Jika melihat ke negara maju, ada banyak praktik yang bisa dicontoh Indonesia.
Finlandia menerapkan sistem life-cycle asset management untuk seluruh bangunan sekolah. Pemerintah daerah wajib melakukan inspeksi fisik dua kali setahun, dan setiap temuan dimasukkan ke sistem nasional yang memuat umur bangunan, kondisi fasilitas, serta estimasi biaya perawatan. Pendekatan ini memastikan kerusakan tidak dibiarkan membesar. Argumennya jelas: ketika data lengkap dan akurat, sekolah bisa merencanakan perawatan rutin dengan biaya yang jauh lebih rendah dibanding perbaikan besar.

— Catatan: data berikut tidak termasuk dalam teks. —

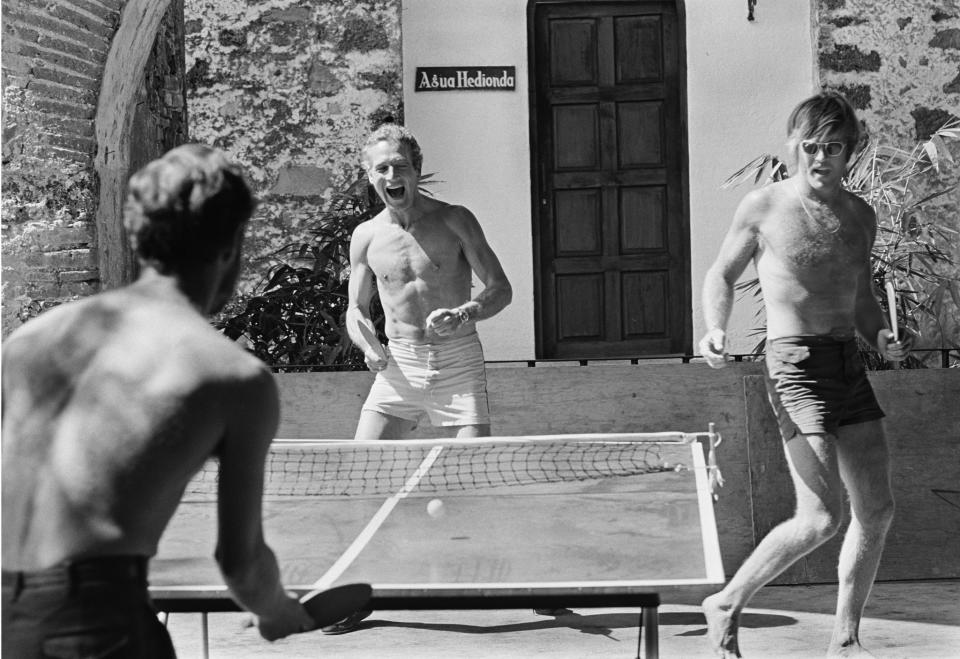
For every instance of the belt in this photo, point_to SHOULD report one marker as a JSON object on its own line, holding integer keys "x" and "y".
{"x": 113, "y": 569}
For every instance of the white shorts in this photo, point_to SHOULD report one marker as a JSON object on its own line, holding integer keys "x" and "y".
{"x": 446, "y": 381}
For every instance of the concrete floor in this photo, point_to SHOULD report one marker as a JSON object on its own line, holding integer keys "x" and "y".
{"x": 903, "y": 620}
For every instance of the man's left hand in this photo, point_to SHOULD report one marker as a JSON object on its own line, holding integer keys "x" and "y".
{"x": 895, "y": 351}
{"x": 444, "y": 322}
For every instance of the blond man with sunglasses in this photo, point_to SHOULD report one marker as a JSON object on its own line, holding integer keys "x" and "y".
{"x": 810, "y": 241}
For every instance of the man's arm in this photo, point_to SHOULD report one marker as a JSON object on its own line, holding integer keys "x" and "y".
{"x": 360, "y": 290}
{"x": 870, "y": 321}
{"x": 248, "y": 565}
{"x": 738, "y": 247}
{"x": 497, "y": 292}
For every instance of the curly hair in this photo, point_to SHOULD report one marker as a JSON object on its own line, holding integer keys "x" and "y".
{"x": 186, "y": 206}
{"x": 395, "y": 134}
{"x": 823, "y": 114}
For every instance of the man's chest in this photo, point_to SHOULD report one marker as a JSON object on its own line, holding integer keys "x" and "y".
{"x": 814, "y": 249}
{"x": 401, "y": 256}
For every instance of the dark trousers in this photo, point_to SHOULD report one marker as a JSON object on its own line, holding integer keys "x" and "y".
{"x": 97, "y": 608}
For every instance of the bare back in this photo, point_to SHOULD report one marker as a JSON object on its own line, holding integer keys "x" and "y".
{"x": 418, "y": 269}
{"x": 111, "y": 404}
{"x": 813, "y": 262}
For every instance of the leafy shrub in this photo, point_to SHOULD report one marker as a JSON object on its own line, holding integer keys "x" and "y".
{"x": 297, "y": 320}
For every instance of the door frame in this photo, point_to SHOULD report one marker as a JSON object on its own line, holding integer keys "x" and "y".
{"x": 538, "y": 185}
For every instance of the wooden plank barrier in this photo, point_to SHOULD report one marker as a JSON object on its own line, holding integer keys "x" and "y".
{"x": 924, "y": 427}
{"x": 923, "y": 434}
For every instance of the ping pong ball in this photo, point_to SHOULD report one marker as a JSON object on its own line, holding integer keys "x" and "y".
{"x": 435, "y": 508}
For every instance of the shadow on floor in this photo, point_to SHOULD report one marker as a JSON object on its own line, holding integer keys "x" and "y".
{"x": 599, "y": 624}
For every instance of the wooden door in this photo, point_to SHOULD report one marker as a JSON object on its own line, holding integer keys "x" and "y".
{"x": 609, "y": 160}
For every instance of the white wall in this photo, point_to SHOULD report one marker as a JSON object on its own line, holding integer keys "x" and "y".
{"x": 742, "y": 80}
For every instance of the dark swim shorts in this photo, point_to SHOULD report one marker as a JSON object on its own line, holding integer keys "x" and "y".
{"x": 816, "y": 384}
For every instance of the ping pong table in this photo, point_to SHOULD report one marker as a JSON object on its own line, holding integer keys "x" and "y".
{"x": 560, "y": 521}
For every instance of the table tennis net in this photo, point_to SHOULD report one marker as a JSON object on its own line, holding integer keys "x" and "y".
{"x": 352, "y": 469}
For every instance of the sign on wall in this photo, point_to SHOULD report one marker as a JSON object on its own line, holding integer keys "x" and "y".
{"x": 461, "y": 78}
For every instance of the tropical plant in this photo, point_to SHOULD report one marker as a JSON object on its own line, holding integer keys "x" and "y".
{"x": 912, "y": 245}
{"x": 297, "y": 320}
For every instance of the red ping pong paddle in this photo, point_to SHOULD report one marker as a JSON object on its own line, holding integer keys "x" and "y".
{"x": 329, "y": 606}
{"x": 371, "y": 337}
{"x": 892, "y": 309}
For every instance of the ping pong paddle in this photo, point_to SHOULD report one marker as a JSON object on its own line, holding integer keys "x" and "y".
{"x": 892, "y": 309}
{"x": 371, "y": 337}
{"x": 333, "y": 605}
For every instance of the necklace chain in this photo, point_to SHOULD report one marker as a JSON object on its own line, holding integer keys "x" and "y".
{"x": 831, "y": 229}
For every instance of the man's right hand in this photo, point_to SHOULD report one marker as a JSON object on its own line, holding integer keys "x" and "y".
{"x": 373, "y": 361}
{"x": 713, "y": 347}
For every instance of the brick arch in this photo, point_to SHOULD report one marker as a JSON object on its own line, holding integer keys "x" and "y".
{"x": 123, "y": 76}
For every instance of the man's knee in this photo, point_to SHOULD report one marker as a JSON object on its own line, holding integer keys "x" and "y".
{"x": 822, "y": 522}
{"x": 878, "y": 515}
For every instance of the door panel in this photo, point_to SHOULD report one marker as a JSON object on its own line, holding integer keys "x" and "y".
{"x": 612, "y": 260}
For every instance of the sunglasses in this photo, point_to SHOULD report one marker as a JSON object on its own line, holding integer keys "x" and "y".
{"x": 831, "y": 149}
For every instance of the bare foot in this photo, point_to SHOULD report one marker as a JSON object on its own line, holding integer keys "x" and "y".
{"x": 721, "y": 627}
{"x": 850, "y": 648}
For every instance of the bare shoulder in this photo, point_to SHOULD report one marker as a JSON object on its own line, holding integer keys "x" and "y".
{"x": 757, "y": 205}
{"x": 459, "y": 219}
{"x": 364, "y": 231}
{"x": 860, "y": 209}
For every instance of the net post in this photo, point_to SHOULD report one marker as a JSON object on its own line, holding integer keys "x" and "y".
{"x": 205, "y": 632}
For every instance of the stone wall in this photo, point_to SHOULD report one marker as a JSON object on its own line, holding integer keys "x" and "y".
{"x": 290, "y": 89}
{"x": 53, "y": 58}
{"x": 899, "y": 64}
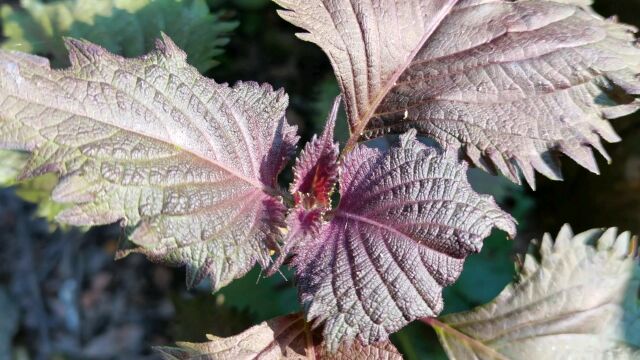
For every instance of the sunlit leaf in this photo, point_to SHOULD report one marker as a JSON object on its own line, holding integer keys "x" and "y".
{"x": 189, "y": 165}
{"x": 407, "y": 219}
{"x": 284, "y": 338}
{"x": 509, "y": 84}
{"x": 124, "y": 27}
{"x": 577, "y": 299}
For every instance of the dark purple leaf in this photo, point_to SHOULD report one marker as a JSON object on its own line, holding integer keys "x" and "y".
{"x": 407, "y": 219}
{"x": 575, "y": 297}
{"x": 190, "y": 164}
{"x": 316, "y": 168}
{"x": 508, "y": 84}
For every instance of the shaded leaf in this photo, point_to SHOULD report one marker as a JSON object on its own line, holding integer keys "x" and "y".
{"x": 407, "y": 218}
{"x": 316, "y": 168}
{"x": 509, "y": 84}
{"x": 36, "y": 190}
{"x": 578, "y": 300}
{"x": 285, "y": 337}
{"x": 124, "y": 27}
{"x": 188, "y": 164}
{"x": 9, "y": 324}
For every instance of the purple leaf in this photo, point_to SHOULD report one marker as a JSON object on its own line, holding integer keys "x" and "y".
{"x": 190, "y": 164}
{"x": 315, "y": 175}
{"x": 283, "y": 338}
{"x": 507, "y": 84}
{"x": 575, "y": 297}
{"x": 316, "y": 168}
{"x": 406, "y": 221}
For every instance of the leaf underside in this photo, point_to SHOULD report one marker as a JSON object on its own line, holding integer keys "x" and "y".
{"x": 283, "y": 338}
{"x": 124, "y": 27}
{"x": 579, "y": 300}
{"x": 407, "y": 219}
{"x": 509, "y": 85}
{"x": 188, "y": 164}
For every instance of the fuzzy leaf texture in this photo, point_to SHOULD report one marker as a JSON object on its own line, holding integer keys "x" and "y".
{"x": 187, "y": 164}
{"x": 124, "y": 27}
{"x": 578, "y": 299}
{"x": 316, "y": 169}
{"x": 508, "y": 84}
{"x": 315, "y": 176}
{"x": 283, "y": 338}
{"x": 407, "y": 219}
{"x": 37, "y": 190}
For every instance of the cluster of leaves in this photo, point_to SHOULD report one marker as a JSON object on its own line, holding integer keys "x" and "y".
{"x": 125, "y": 27}
{"x": 190, "y": 166}
{"x": 542, "y": 315}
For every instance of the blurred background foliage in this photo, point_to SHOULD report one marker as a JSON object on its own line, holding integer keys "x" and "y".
{"x": 62, "y": 296}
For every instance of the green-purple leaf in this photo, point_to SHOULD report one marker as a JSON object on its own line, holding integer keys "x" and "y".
{"x": 407, "y": 219}
{"x": 316, "y": 168}
{"x": 509, "y": 84}
{"x": 578, "y": 298}
{"x": 283, "y": 338}
{"x": 189, "y": 164}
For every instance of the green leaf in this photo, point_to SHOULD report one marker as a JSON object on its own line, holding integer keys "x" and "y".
{"x": 189, "y": 165}
{"x": 125, "y": 27}
{"x": 579, "y": 299}
{"x": 36, "y": 190}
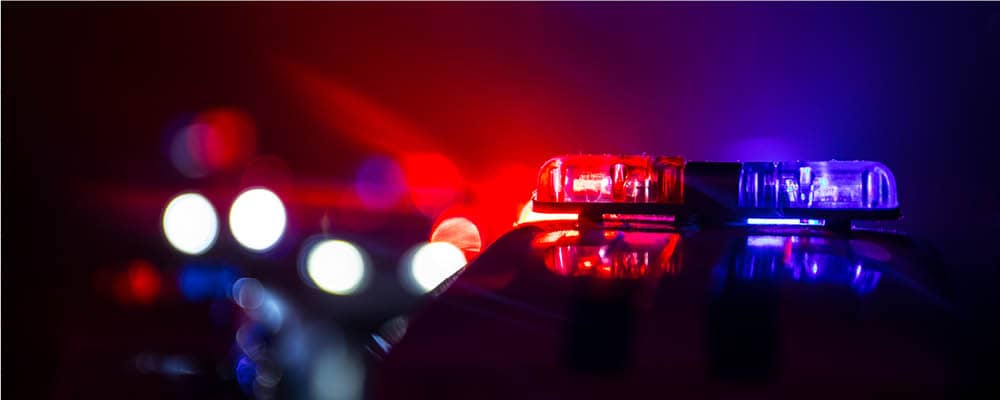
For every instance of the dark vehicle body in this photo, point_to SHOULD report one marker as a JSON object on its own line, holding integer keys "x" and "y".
{"x": 559, "y": 310}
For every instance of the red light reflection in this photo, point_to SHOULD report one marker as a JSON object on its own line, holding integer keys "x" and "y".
{"x": 617, "y": 256}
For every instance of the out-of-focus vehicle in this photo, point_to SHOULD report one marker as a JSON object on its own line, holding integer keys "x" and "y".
{"x": 641, "y": 275}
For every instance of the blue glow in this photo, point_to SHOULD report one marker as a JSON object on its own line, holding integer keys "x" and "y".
{"x": 199, "y": 282}
{"x": 854, "y": 185}
{"x": 810, "y": 260}
{"x": 246, "y": 373}
{"x": 785, "y": 221}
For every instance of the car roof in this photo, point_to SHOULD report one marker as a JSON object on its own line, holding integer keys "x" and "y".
{"x": 728, "y": 309}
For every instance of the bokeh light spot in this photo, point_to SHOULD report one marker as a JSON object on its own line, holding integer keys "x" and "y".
{"x": 336, "y": 266}
{"x": 190, "y": 223}
{"x": 432, "y": 263}
{"x": 461, "y": 232}
{"x": 215, "y": 140}
{"x": 140, "y": 284}
{"x": 257, "y": 219}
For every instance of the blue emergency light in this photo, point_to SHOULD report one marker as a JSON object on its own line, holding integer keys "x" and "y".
{"x": 803, "y": 193}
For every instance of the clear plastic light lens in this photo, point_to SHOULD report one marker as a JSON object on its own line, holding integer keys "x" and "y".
{"x": 611, "y": 179}
{"x": 817, "y": 184}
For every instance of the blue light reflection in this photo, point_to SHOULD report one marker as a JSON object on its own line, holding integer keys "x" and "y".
{"x": 804, "y": 259}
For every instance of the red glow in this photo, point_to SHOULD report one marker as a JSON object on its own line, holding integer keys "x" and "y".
{"x": 139, "y": 284}
{"x": 214, "y": 141}
{"x": 230, "y": 140}
{"x": 460, "y": 232}
{"x": 434, "y": 182}
{"x": 267, "y": 171}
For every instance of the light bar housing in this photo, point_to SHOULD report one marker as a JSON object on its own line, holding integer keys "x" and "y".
{"x": 611, "y": 179}
{"x": 717, "y": 192}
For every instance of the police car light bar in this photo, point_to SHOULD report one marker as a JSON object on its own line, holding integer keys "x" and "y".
{"x": 808, "y": 193}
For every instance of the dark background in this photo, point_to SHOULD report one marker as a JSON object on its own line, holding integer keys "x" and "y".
{"x": 90, "y": 92}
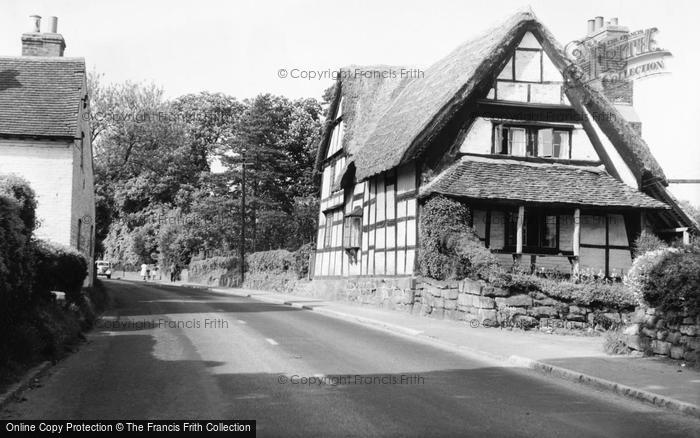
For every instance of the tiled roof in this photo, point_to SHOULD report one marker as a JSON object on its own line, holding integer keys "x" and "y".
{"x": 511, "y": 180}
{"x": 40, "y": 95}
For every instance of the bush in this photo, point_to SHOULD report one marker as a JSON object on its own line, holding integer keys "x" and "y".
{"x": 449, "y": 247}
{"x": 646, "y": 242}
{"x": 199, "y": 268}
{"x": 615, "y": 342}
{"x": 301, "y": 259}
{"x": 60, "y": 268}
{"x": 591, "y": 293}
{"x": 16, "y": 267}
{"x": 673, "y": 284}
{"x": 18, "y": 188}
{"x": 279, "y": 260}
{"x": 638, "y": 275}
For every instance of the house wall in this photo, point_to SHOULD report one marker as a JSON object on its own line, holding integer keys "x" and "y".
{"x": 48, "y": 166}
{"x": 389, "y": 228}
{"x": 603, "y": 242}
{"x": 83, "y": 195}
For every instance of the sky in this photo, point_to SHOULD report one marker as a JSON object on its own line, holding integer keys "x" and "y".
{"x": 238, "y": 47}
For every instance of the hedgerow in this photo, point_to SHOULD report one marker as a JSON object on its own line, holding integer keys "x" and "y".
{"x": 278, "y": 260}
{"x": 673, "y": 283}
{"x": 61, "y": 268}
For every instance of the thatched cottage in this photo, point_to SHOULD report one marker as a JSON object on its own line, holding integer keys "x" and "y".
{"x": 553, "y": 167}
{"x": 45, "y": 135}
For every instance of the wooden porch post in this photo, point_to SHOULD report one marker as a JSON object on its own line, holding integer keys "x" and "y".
{"x": 577, "y": 240}
{"x": 519, "y": 234}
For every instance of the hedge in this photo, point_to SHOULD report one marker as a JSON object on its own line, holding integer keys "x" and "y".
{"x": 203, "y": 267}
{"x": 59, "y": 268}
{"x": 18, "y": 188}
{"x": 16, "y": 267}
{"x": 590, "y": 293}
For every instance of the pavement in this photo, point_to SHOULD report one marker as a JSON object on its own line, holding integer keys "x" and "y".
{"x": 660, "y": 381}
{"x": 166, "y": 352}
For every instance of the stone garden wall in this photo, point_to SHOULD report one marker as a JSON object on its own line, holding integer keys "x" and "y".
{"x": 473, "y": 301}
{"x": 676, "y": 335}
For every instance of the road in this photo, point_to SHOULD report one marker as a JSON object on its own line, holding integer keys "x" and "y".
{"x": 177, "y": 353}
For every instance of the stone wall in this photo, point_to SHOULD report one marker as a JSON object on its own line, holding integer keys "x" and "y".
{"x": 473, "y": 301}
{"x": 676, "y": 335}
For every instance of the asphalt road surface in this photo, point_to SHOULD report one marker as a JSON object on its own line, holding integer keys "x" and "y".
{"x": 178, "y": 353}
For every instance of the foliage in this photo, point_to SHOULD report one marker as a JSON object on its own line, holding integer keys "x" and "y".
{"x": 444, "y": 227}
{"x": 158, "y": 199}
{"x": 646, "y": 242}
{"x": 587, "y": 293}
{"x": 673, "y": 284}
{"x": 59, "y": 268}
{"x": 200, "y": 268}
{"x": 301, "y": 259}
{"x": 16, "y": 264}
{"x": 279, "y": 260}
{"x": 19, "y": 189}
{"x": 615, "y": 342}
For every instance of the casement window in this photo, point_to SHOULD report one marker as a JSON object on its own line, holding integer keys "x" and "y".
{"x": 336, "y": 141}
{"x": 540, "y": 231}
{"x": 553, "y": 143}
{"x": 352, "y": 230}
{"x": 532, "y": 141}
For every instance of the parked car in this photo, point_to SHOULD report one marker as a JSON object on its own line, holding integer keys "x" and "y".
{"x": 104, "y": 268}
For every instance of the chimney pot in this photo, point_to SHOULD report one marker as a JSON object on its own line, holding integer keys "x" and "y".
{"x": 598, "y": 22}
{"x": 53, "y": 25}
{"x": 35, "y": 22}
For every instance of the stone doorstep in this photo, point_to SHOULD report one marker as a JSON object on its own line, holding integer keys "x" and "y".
{"x": 547, "y": 369}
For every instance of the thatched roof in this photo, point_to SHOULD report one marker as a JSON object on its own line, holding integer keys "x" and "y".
{"x": 402, "y": 121}
{"x": 366, "y": 92}
{"x": 41, "y": 96}
{"x": 389, "y": 123}
{"x": 517, "y": 181}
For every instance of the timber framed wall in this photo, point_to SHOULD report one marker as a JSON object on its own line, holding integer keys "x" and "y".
{"x": 389, "y": 227}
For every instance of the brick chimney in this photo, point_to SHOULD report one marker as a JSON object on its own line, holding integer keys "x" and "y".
{"x": 49, "y": 43}
{"x": 619, "y": 92}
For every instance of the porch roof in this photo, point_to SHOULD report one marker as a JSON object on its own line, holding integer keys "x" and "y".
{"x": 545, "y": 183}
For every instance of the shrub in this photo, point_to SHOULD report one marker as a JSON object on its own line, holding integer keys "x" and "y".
{"x": 449, "y": 248}
{"x": 60, "y": 268}
{"x": 278, "y": 260}
{"x": 638, "y": 275}
{"x": 16, "y": 269}
{"x": 673, "y": 284}
{"x": 615, "y": 342}
{"x": 591, "y": 293}
{"x": 646, "y": 242}
{"x": 301, "y": 259}
{"x": 203, "y": 267}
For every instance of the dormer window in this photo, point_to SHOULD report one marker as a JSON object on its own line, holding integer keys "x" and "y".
{"x": 532, "y": 141}
{"x": 336, "y": 142}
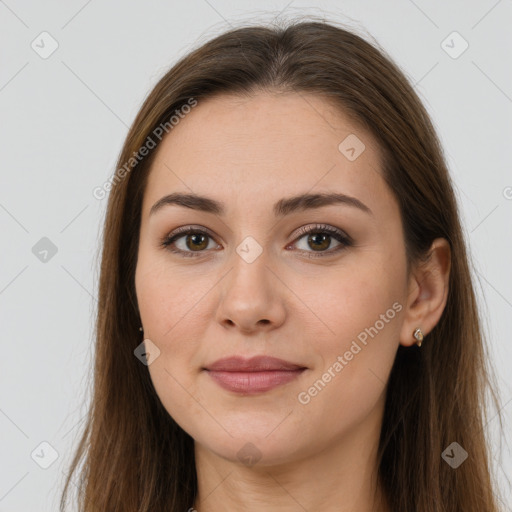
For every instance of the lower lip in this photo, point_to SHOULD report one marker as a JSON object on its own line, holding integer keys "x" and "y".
{"x": 250, "y": 383}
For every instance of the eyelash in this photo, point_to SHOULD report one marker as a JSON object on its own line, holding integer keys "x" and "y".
{"x": 341, "y": 237}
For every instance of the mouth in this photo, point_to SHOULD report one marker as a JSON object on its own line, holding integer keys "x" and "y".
{"x": 253, "y": 376}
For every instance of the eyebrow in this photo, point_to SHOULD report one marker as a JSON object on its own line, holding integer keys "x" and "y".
{"x": 281, "y": 208}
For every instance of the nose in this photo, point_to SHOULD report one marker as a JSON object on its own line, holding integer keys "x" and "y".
{"x": 251, "y": 298}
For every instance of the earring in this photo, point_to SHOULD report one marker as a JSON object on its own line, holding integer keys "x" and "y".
{"x": 418, "y": 334}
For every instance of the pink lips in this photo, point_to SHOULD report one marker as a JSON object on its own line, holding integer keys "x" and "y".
{"x": 255, "y": 375}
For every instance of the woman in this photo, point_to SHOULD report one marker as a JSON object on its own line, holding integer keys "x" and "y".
{"x": 286, "y": 315}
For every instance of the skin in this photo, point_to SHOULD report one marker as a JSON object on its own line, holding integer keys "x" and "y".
{"x": 248, "y": 153}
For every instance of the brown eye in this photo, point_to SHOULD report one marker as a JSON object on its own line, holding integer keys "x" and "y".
{"x": 188, "y": 241}
{"x": 197, "y": 241}
{"x": 319, "y": 241}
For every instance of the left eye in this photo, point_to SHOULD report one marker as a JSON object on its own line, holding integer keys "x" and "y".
{"x": 318, "y": 238}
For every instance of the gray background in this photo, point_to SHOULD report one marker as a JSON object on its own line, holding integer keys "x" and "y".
{"x": 65, "y": 117}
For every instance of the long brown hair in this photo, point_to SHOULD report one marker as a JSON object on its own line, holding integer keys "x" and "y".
{"x": 133, "y": 456}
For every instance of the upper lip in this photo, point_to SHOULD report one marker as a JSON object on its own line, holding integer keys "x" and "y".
{"x": 253, "y": 364}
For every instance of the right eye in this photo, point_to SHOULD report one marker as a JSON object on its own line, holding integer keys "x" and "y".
{"x": 193, "y": 241}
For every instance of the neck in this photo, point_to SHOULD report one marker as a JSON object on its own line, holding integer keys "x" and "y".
{"x": 342, "y": 478}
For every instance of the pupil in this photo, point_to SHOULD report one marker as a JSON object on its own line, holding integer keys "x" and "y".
{"x": 198, "y": 241}
{"x": 319, "y": 243}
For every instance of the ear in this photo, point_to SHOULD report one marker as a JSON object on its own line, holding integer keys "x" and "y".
{"x": 427, "y": 292}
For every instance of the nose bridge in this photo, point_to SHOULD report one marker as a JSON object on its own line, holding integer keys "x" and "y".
{"x": 249, "y": 297}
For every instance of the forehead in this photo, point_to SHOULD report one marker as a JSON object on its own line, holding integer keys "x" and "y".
{"x": 256, "y": 150}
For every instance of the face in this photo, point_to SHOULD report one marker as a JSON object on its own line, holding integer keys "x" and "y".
{"x": 318, "y": 284}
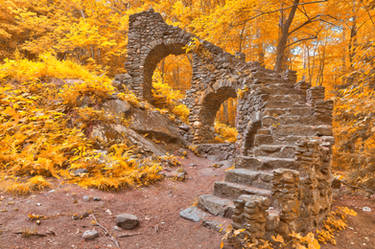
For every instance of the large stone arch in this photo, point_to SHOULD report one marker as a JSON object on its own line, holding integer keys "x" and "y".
{"x": 284, "y": 128}
{"x": 216, "y": 74}
{"x": 159, "y": 52}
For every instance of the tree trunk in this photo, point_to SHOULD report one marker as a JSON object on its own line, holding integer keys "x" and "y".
{"x": 284, "y": 36}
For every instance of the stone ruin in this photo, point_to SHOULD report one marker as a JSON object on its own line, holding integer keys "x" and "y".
{"x": 282, "y": 176}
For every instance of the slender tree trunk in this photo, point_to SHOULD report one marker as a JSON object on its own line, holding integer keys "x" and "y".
{"x": 284, "y": 36}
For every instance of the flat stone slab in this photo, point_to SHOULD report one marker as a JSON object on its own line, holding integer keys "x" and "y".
{"x": 127, "y": 221}
{"x": 216, "y": 205}
{"x": 90, "y": 234}
{"x": 192, "y": 214}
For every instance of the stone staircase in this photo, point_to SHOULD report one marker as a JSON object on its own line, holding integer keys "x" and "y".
{"x": 287, "y": 117}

Jepang memiliki budaya gakko soji, yaitu kegiatan siswa membersihkan kelas dan lingkungan sekolah setiap hari. Siswa menyapu lantai, membersihkan meja, dan merapikan fasilitas bersama-sama. Kebiasaan ini bukan hanya bagian dari karakter bangsa Jepang, tetapi juga strategi manajemen aset yang efektif. Ketika seluruh warga sekolah merasa memiliki fasilitas, tingkat kerusakan menurun drastis. Jepang tidak perlu mengeluarkan banyak biaya untuk petugas kebersihan, dan fasilitas sekolah selalu terjaga.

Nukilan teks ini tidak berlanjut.